Medium height, slim figured, a mass of brown curls on top, freckled finely across the bridge of her nose, an strong-jawed oval face with a cute nose and eyes that looked so soft and limpid to my fevered imagination, but of a colour I'd never yet got close enough to determine. She wasn't classically beautiful - the cheeks a little too red, the features too much a mix of delicate and coarse - but I saw her in the crowd as we walked to our first lecture of the term, and couldn't see anyone else after that. She fascinated me, quickly became the object of my dreams and fantasies, a focal point of a mania I couldn't step away from.
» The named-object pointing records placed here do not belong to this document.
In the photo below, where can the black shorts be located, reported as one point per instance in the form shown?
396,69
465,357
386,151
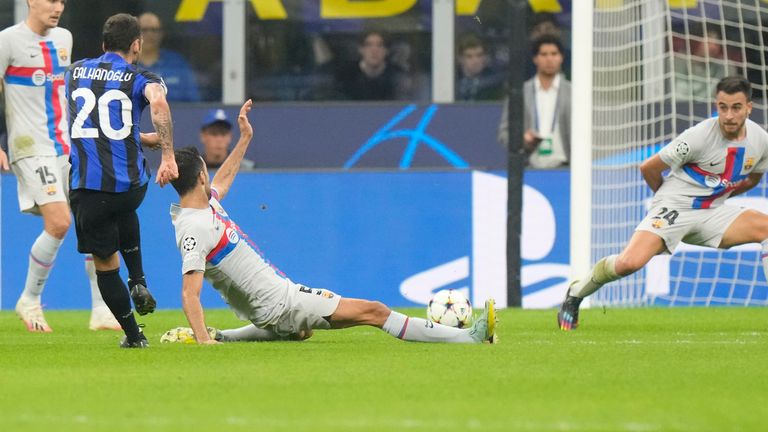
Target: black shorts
100,217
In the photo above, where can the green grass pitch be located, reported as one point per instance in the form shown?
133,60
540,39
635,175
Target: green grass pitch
623,370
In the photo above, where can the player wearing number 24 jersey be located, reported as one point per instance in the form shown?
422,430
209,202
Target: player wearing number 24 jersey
109,174
716,159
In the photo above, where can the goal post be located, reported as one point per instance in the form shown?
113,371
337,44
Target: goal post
644,71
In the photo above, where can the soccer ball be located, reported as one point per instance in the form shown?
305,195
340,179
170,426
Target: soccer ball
451,308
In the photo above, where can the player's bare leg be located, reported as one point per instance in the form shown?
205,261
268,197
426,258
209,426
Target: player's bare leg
643,246
56,221
749,227
116,296
354,312
101,316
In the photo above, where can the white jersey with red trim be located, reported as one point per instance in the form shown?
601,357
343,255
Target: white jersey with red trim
210,241
32,68
705,167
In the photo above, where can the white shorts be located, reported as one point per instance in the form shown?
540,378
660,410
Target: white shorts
702,227
308,309
41,180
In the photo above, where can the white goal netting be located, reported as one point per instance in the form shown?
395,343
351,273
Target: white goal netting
655,64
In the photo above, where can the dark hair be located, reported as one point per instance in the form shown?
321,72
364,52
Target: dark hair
469,41
367,33
734,84
545,39
219,127
190,164
119,32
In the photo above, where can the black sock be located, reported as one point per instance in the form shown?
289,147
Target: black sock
115,295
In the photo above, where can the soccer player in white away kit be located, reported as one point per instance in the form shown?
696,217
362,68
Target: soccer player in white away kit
718,158
212,246
33,57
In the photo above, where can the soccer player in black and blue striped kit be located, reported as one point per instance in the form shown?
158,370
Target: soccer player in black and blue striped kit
109,174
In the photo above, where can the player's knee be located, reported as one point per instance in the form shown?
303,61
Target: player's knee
58,226
377,312
626,265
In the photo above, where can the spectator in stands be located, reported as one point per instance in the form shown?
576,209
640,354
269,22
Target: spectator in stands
216,138
373,77
547,113
546,24
696,74
170,65
476,80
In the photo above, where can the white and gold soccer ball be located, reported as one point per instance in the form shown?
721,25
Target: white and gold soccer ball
451,308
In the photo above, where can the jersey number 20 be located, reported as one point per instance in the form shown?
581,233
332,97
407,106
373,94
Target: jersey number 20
89,102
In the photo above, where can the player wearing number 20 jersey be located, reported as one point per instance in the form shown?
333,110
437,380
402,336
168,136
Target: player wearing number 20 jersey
106,98
109,175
I'd see her three times a week in lectures, a few times in the union bar. Once on a night out, in a group that included someone I knew tangentially. But I made no move, too consumed with my own inadequacies to consider the possibility that she might have the slightest interest in someone like me. And so the non relationship continued to non develop, while the fantasy one blossomed. She became my steady girlfriend. We were in a band together. We travelled the world to everywhere she wanted to go. And we visited her parents up north on the croft, where she was proud to show me off.
I knew any reality would be oh so different. Did she even notice me? I am saddled with one of those faces that is neither handsome nor ugly enough to be memorable. My features are so easily forgotten that people who've seen me a dozen times forget that we've ever met. Unless they get to know my name. And she never did, never would.
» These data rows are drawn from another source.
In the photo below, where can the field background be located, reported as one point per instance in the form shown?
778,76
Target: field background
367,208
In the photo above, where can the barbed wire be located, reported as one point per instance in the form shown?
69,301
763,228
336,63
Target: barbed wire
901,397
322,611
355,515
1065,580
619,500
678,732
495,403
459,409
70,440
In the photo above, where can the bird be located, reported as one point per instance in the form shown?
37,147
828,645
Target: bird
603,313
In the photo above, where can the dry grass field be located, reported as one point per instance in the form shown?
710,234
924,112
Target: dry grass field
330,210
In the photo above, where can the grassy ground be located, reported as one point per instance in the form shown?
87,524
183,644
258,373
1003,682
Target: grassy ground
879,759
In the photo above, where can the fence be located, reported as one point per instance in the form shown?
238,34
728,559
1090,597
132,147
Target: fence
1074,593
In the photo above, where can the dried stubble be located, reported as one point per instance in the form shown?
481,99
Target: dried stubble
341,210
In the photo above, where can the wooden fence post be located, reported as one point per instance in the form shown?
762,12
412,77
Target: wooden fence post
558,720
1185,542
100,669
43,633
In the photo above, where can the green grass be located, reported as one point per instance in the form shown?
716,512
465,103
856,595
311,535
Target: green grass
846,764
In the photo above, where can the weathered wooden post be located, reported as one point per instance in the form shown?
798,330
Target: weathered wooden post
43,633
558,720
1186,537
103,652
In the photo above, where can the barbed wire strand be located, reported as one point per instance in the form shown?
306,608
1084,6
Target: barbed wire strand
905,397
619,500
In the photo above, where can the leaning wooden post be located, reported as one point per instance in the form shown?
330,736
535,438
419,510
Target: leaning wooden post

Nor I hers. 'Jean' became a convenient descriptor for my imagination to work with. Jean was a fantasy persona.
To this day, almost five decades on, I still have no idea of who she really was. Name, voice, background, and eye colour, all remained a mystery. I was happy with my fantasy version. And unhappy with myself, for the lack of courage, for the pathetic nature of my obsession, for the way I cut reality adrift. For reality only oppressed me, when I received some reminder that I was nothing to her, that she barely knew of my existence, let alone devotion, or that I was the one true love she probably wasn't looking for.
That obsession lasted the best part of two years. And then she vanished from my life, a life she had no real part in. And I felt her loss as much as if she had really been my girlfriend, my emotional inner life in turmoil and my sadness compelling. And nobody, least of all the woman at the mythical centre of my world, ever realised.